Despite a number of high-profile businesses announcing they’ll extend their health coverage of their employees to travelling out of state (something that anti-choice states will start banning), this Talibanisation has been financed by US corporations both at the state and national level, with big business backing Trump because he promised to deliver on their deregulatory, low-tax agenda, which he promptly did. The Trump presidency thus represented state capture both by corporate interests and Christian fundamentalists (specifically, white Christian fundamentalists).
Whether Trump is prosecuted or jailed for his role in the January 6 insurrection, or runs for president again, his greatest legacy is already in place — a fundamentalist majority on the Supreme Court that will be there for decades to come, allowing theocratic oppression, reversal of what little gun control exists, and enabling voter suppression and the overthrowing of election wins deemed unacceptable.
All from the disaster of 2016, when Hillary Clinton ran a poor campaign that failed to detect, let alone campaign for, the economic disillusion of low-income Americans in the United States’ hollowed-out manufacturing capacity. Clinton was a bad candidate, running because she felt she was entitled to be president, backed by an elite Democratic establishment, offering business as usual.
But she was also the only other serious candidate on the ballot against Trump, and she also won a majority of the popular vote by some considerable margin. Democracy is always a battle between least-worst options. Occasionally, apparently ideal candidates come along, like Obama in 2008, but the realities of office expose them as flawed like every other politician.

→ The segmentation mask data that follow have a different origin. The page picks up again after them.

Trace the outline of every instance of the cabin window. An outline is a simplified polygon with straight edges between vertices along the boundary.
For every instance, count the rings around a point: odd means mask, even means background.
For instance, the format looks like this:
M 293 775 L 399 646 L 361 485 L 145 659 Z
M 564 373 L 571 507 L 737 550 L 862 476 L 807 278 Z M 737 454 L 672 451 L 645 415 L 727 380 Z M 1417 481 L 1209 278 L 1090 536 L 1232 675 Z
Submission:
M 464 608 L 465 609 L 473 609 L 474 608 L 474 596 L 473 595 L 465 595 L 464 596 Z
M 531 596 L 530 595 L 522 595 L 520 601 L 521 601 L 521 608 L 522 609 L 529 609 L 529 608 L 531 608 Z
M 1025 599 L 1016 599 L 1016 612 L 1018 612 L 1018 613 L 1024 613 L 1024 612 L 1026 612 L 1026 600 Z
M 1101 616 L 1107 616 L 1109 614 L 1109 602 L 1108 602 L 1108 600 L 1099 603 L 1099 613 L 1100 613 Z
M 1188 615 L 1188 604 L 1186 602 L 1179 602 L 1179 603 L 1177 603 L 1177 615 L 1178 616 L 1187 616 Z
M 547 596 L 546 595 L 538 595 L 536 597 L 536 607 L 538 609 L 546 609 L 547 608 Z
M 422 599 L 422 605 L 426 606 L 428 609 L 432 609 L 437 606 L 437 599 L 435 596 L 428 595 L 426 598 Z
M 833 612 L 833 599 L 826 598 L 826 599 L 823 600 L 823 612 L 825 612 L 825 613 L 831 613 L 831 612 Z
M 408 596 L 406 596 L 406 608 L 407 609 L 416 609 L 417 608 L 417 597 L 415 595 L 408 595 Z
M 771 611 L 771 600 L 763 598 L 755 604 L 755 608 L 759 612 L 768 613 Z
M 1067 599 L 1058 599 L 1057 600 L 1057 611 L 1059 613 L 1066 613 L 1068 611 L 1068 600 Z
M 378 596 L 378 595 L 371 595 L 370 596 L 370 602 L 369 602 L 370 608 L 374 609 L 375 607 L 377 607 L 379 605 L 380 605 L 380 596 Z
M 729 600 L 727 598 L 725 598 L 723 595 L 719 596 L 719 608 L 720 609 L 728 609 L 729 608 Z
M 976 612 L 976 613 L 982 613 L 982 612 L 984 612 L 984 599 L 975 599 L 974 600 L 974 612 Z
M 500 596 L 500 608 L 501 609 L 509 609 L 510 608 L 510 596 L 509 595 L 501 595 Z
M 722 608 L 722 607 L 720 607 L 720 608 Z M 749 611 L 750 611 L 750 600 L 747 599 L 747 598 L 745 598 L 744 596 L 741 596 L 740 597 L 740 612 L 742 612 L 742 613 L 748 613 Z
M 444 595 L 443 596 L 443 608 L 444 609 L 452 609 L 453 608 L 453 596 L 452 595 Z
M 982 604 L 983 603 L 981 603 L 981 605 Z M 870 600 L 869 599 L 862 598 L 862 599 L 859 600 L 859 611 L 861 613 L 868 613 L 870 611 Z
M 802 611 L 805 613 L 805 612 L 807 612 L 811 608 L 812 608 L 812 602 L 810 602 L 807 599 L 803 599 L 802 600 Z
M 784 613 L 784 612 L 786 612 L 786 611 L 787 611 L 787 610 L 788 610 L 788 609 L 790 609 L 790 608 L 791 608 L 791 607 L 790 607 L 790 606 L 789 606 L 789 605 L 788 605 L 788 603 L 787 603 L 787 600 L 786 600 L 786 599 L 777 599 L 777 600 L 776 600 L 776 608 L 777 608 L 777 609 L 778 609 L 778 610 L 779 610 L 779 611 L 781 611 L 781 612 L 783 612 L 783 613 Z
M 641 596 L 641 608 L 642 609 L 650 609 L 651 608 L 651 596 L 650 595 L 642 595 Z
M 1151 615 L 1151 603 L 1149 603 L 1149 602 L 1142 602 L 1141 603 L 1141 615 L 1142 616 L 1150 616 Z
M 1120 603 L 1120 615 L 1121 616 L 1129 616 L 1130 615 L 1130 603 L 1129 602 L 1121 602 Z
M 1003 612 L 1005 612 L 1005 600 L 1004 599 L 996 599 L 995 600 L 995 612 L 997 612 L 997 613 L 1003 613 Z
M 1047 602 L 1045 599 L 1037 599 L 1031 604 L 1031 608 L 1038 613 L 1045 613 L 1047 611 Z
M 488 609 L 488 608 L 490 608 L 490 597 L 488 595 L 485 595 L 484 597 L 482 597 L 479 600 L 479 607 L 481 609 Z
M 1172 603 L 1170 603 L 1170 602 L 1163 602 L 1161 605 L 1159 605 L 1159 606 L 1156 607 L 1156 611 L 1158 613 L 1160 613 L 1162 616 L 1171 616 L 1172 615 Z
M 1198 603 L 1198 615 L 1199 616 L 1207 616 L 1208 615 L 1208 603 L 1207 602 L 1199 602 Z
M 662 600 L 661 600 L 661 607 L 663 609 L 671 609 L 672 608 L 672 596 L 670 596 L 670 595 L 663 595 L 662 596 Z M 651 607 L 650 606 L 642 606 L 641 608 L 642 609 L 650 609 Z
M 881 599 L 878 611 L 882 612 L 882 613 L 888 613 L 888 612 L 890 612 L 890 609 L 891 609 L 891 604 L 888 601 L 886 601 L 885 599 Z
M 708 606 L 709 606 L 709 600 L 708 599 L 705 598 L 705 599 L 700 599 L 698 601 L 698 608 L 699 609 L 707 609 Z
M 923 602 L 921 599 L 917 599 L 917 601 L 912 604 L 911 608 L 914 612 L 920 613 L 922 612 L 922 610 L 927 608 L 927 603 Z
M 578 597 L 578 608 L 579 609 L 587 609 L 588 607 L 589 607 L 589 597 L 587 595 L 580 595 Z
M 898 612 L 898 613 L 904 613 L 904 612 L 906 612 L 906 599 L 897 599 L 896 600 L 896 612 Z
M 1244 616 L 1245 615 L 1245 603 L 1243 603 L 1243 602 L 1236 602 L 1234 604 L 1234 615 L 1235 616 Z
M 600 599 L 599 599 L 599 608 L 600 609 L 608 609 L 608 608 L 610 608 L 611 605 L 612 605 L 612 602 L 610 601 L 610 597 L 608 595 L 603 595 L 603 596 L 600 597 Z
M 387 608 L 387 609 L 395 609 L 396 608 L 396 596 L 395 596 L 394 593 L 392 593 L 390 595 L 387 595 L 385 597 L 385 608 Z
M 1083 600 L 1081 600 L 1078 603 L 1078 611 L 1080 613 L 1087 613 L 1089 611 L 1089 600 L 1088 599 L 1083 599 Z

Clinton’s failure to win the Electoral College was exacerbated by the failure of many progressives to vote for her. Large numbers of Bernie Sanders supporters, in particular, refused to vote for her. Some — the estimated 12% of Sanders supporters who ended up voting for Trump — were likely not traditional Democrats anyway. But another 10% of Sanders voters simply refused to vote for Clinton. The Greens’ Jill Stein also drew enough votes away from Clinton to see her lose in at least two states — though whether the absence of Stein would have seen those voters simply switch straight to a Democrat isn’t clear. But either way, the perception of Clinton as an unacceptable neoliberal was enough to deter large numbers of progressives from voting for her — perhaps sufficient to deprive her already poor campaign of victory.
“Bernie would have won” say some progressives to this day. But Bernie wasn’t on the ballot. Democracy is not your preferred candidate against a political opponent, it’s whoever gets on the ballot. The failure to get Clinton over the line will have deadly consequences for American women.
The lesson is that, in the face of determined evil — theocratic fundamentalists who want to impose a medieval society in the name of God, financed by large corporations eager to control the state — effective politics is about accepting the flawed and compromised nature of democracy, and voting for someone you might bitterly oppose because they’re the only realistic option for stopping a profound evil.
The lessons apply equally here, even if abortion isn’t the political touchstone it is in the US — though access to reproductive health services remains dangerously uneven for Australian women. If progressives prefer to engage in perfection politics and elevate purity above political effectiveness, and celebrate ticking the correct identity politics boxes over delivering real change, the right will laugh all the way into power. Progressives will be arguing over the rules of engagement while their opponents trample all over rules, customs, traditions, and anything else that gets in their way.
No doubt this view will be slammed as that of an old white hetero male, and, sure, privilege/misogyny/racism/transphobia is the water I swim in, I don’t get it, I’m out of touch, etc. But when one side of politics is playing for keeps, the other must as well.